Martin Kulldorff recently wrote the following:
For the mRNA vaccines, the big question that needs an urgent answer is whether they cause an increased risk of heart attack and/or other serious heart problems. There are many anecdotal reports, especially among young male athletes, and many VAERS reports.
He further writes:
Public health officials face a temptation to summarily dismiss anecdotal vaccine injury stories and people concerned about the publicly available VAERS reports, but in public health, we cannot do that. We must take people’s concerns seriously.
What’s an economist’s reaction to anecdotal evidence? A friend recently asked me about the statistical relevance of anecdotal evidence. My answer to him was the following. The sum of life experiences by the many leads to a picture of the whole, while a picture of the whole hides unique and varied life experiences.
No “anecdotal evidence” should be dismissed a priori, just because it has been observed over a small and/or unique sample. The questions are the same, whether about “anecdotal evidence” or “evidence over a larger sample or population”: Have we really observed a change in the pattern in our data? What kind of inferences, if any, can we make from our observations?
I have never paid much attention to athletes (no offense to the athletes), but I have recently paid attention to U.S. deaths. Using publicly available CDC data, I simply plotted monthly U.S. deaths, from 1999 to 2021.

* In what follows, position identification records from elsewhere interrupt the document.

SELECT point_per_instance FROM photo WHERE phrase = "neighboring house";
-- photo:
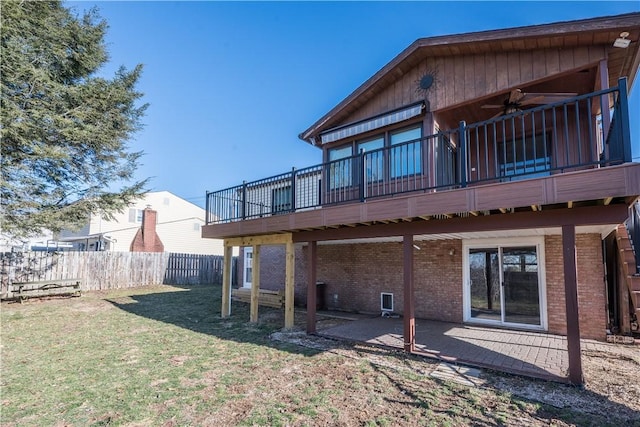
(472, 179)
(178, 225)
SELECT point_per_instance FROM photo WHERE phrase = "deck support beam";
(409, 309)
(255, 284)
(226, 282)
(312, 259)
(289, 285)
(571, 301)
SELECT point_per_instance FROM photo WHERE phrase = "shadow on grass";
(197, 308)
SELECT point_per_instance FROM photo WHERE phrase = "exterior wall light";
(622, 41)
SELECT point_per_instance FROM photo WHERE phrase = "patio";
(533, 354)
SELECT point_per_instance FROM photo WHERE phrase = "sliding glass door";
(503, 285)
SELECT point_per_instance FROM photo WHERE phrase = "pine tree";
(64, 129)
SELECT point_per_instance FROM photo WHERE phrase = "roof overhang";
(595, 31)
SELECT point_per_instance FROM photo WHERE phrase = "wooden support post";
(571, 301)
(289, 285)
(255, 284)
(409, 311)
(312, 256)
(226, 282)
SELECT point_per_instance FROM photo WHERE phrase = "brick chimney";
(147, 240)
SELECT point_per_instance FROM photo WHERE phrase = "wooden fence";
(112, 270)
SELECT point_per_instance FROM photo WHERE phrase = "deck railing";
(544, 140)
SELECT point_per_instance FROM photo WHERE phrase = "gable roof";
(568, 34)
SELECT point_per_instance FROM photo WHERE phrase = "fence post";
(625, 137)
(293, 189)
(462, 153)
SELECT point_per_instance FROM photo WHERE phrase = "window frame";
(387, 148)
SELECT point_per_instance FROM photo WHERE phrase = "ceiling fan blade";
(535, 100)
(547, 98)
(515, 96)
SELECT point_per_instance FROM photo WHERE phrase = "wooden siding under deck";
(564, 189)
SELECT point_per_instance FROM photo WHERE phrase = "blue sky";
(232, 84)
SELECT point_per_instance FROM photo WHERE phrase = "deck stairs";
(631, 273)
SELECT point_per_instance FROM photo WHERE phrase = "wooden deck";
(593, 187)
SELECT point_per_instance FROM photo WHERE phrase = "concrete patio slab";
(532, 354)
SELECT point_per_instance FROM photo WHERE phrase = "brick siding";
(591, 287)
(356, 274)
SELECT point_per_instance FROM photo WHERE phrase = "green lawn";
(163, 356)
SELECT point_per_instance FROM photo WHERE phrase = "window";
(281, 200)
(530, 156)
(374, 160)
(386, 301)
(135, 215)
(340, 167)
(406, 159)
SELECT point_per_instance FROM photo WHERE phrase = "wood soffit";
(561, 35)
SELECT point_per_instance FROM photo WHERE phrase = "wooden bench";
(23, 290)
(265, 297)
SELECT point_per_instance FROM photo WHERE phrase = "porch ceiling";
(602, 230)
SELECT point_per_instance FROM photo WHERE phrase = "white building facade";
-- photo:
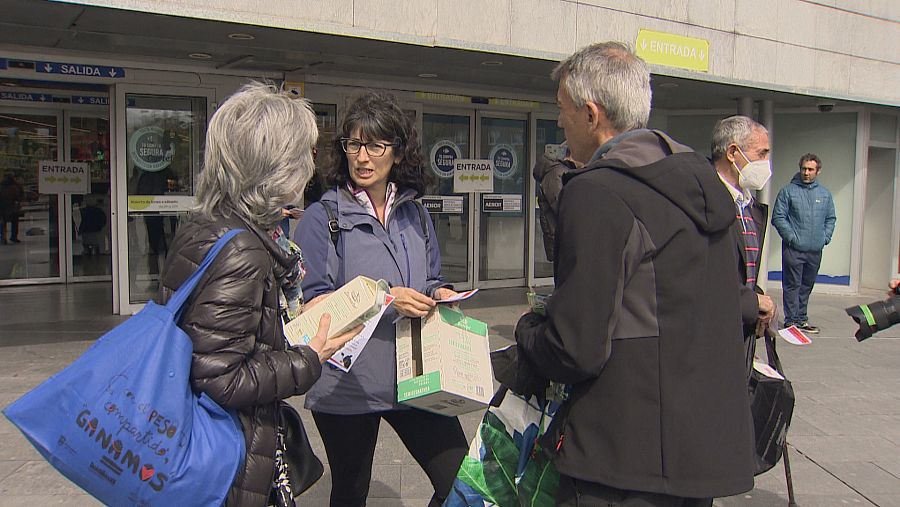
(116, 94)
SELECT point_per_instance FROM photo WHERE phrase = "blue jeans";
(798, 275)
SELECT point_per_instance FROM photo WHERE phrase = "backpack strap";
(333, 227)
(177, 300)
(423, 220)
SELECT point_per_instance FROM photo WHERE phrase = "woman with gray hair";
(258, 158)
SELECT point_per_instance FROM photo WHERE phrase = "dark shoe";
(807, 328)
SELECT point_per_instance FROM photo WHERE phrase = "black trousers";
(577, 493)
(437, 443)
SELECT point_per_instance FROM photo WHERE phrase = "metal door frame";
(527, 164)
(67, 204)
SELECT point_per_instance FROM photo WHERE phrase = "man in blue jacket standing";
(804, 217)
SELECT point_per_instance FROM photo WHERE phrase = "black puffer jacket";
(240, 359)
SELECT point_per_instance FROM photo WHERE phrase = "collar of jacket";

To my surprise, deaths due to suicides do not show an increase in 2020-21. But we thought they did, didn’t we? Does this mean we were not paying attention to suicides before, but recent events made us more attune to the suffering of others? Or does it mean deaths of despair are found in other cause of death categories? Deaths due to accidental poisoning and exposure to noxious substances (which include accidental drug and alcohol overdose) have increased. Deaths due to homicide, and deaths due to liver diseases, have too.
Some thought April 2020 deaths were too high and justified putting our lives on hold, but January 2021 numbers were worse—the percentage death rate in 2021 is the same as it was in 2020. Why the increase in January 2021 deaths? Continued upward trend in deaths due to the increase and aging of the US population? Deaths of despair? Increased deaths due to untreated conditions in 2020? Deaths due to COVID or one of its variants? Vaccine deaths?
In 2021, death numbers have peaked at unprecedented levels, in September, for the 45-54, 35-44 and 25-34 years old. September 2021 deaths for the 65-74 and 55-64 years old were also higher than their April 2020 numbers.
Ok, so why is that significant? Let’s take the 45-45 years old group for example. Seasonal variations in deaths for this group has always been less pronounced than for the 85 years and older group, but whatever peaks they had, they still occurred mostly in January for both groups—so a 45-54 years old death peak in September is unheard of.
Why the increase in September 2021 deaths? Continued upward trend in deaths due to the increase and aging of the US population? Deaths of despair? Not consistent with a September peak of deaths. Increased deaths due to untreated conditions in 2020? Deaths due to COVID or one of its variants? Not consistent with a peak of deaths predominantly observed for “younger” age groups.
Vaccine deaths? The January 2021 peak, which is higher than the April 2020 one, is dominated by deaths from 65 years and older age groups. The September 2021 peak is dominated by 64 years and younger age groups.
But don’t those peaks also correspond to the COVID-19 ones? That’s correct.
But, while the April 2020 and January 2021 COVID-19 deaths peaks show the usual age distribution, with deaths experienced in greater numbers for older age groups, the September 2021 does not. In September 2021, recorded COVID-19 deaths show 65-74 years old died in greater numbers than 75 years and older, and COVID-19 deaths for the 45-54 years old were as high as for the 85 years and older.
This has never happened before for deaths due to respiratory diseases, from 1999 to 2019. These September 2021 peaks for “younger” age groups are consistent with the vaccine deaths hypothesis.
My motivation has always been to minimize the suffering. Even if COVID-19 had been alarming, panic certainly wouldn’t help. Even if the vaccines were harmless, denying individuals the ability to opt out, doesn’t help the ones who willingly opt for it. Am I afraid to admit COVID vaccines have caused deaths? Are you?